Enterprise systems require enforceable controls. Models drift, prompts leak, tools misbehave. Governance makes the runtime safe under change by moving the decision boundary outside the agent — no model can talk its way around a deterministic policy check, an approval-mode tier, or an evidence requirement.

How it works

  1. Policy bundles — versioned rules scoped by intent, risk, and channel.
  2. Guardrails — must-refuse and must-escalate rules that override all other logic.
  3. Approval-mode tiers — every tool capability and decision binding declares the highest mode it can produce.
  4. Approval gates — human authorization for high-risk steps with frozen evidence snapshot.
  5. Enforcement — policies evaluated at compile, plan, and execute stages.
  6. Audit — every applied rule, gate decision, and policy outcome is recorded against the run.

Approval-mode tiers

Approval gates work better when bound to a risk taxonomy rather than to ad-hoc gate names per workflow. The five canonical modes:

ModeExamplesDefault policy
read_onlylookups, search, retrievalallow with audit
local_writetenant-scoped writes that can be reverted in-tenant (notes, drafts, memory)allow with idempotency key + audit
networkoutbound calls, webhooks, third-party readsallow with egress policy + rate budget
delegatedacts on behalf of a user against an external system (booking, message send, calendar write)require valid user delegation token + per-call evidence
destructiveirreversible side effects (payment capture, account deletion, data export)require named approver + frozen evidence snapshot + post-execution audit

Wiring

  • Tool capability declares approval_mode: destructive on the adapter contract.
  • Policy can select a lower effective approval mode for a bounded request when the capability’s declared maximum allows it; it cannot exceed the declared maximum or invent a mode outside the taxonomy.
  • The Decision Catalog records the effective mode and the approver identity per execution, enabling cross-workflow audit by risk class.

Policy outside agent code

Policy decisions never rely on model self-policing.

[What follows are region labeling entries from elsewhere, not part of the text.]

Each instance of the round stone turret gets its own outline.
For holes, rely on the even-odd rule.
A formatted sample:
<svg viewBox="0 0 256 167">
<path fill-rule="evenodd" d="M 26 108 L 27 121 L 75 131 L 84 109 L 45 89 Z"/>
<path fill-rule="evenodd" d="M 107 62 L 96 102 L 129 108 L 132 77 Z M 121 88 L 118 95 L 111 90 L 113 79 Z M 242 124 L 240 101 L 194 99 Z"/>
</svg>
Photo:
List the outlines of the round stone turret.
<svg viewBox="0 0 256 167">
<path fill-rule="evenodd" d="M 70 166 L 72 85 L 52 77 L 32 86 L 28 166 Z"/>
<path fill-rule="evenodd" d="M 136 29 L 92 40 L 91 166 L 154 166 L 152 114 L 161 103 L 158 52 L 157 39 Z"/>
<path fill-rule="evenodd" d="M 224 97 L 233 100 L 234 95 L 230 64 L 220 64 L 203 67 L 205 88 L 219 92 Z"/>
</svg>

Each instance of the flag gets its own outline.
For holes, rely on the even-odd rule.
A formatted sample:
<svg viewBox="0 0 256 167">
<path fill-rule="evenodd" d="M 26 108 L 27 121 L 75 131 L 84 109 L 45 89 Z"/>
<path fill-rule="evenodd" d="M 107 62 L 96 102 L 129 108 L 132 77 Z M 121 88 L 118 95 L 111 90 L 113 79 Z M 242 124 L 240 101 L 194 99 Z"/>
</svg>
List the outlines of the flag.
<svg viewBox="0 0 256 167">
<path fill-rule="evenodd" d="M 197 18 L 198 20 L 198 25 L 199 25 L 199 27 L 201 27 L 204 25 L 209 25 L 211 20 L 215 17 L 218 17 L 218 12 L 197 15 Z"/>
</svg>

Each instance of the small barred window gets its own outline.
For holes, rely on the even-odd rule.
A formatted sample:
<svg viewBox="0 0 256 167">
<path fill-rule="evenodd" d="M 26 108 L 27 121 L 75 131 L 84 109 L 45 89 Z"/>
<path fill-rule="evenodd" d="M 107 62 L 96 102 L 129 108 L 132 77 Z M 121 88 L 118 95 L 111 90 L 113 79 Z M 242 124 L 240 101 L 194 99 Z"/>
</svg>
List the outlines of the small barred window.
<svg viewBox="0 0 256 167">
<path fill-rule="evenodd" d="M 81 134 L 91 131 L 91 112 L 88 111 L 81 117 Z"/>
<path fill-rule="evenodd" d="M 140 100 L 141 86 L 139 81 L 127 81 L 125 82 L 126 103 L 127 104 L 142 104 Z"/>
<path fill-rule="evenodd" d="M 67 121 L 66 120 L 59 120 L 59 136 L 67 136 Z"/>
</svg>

Boundary enforcement model

  • Intercept every ToolCallEnvelope before adapter execution.
  • Evaluate deterministic allow/deny decisions against current Run Context and claims.
  • Refuse revoked agent registrations, expired or invalid identity claims, tenant mismatches, and child claims broader than the parent or manifest scope ceiling.
  • Enforce parameter-level constraints (required fields, value limits, regex/pattern checks).
  • Return structured denial obligations (escalate, request_approval, collect_evidence) to the Orchestrator.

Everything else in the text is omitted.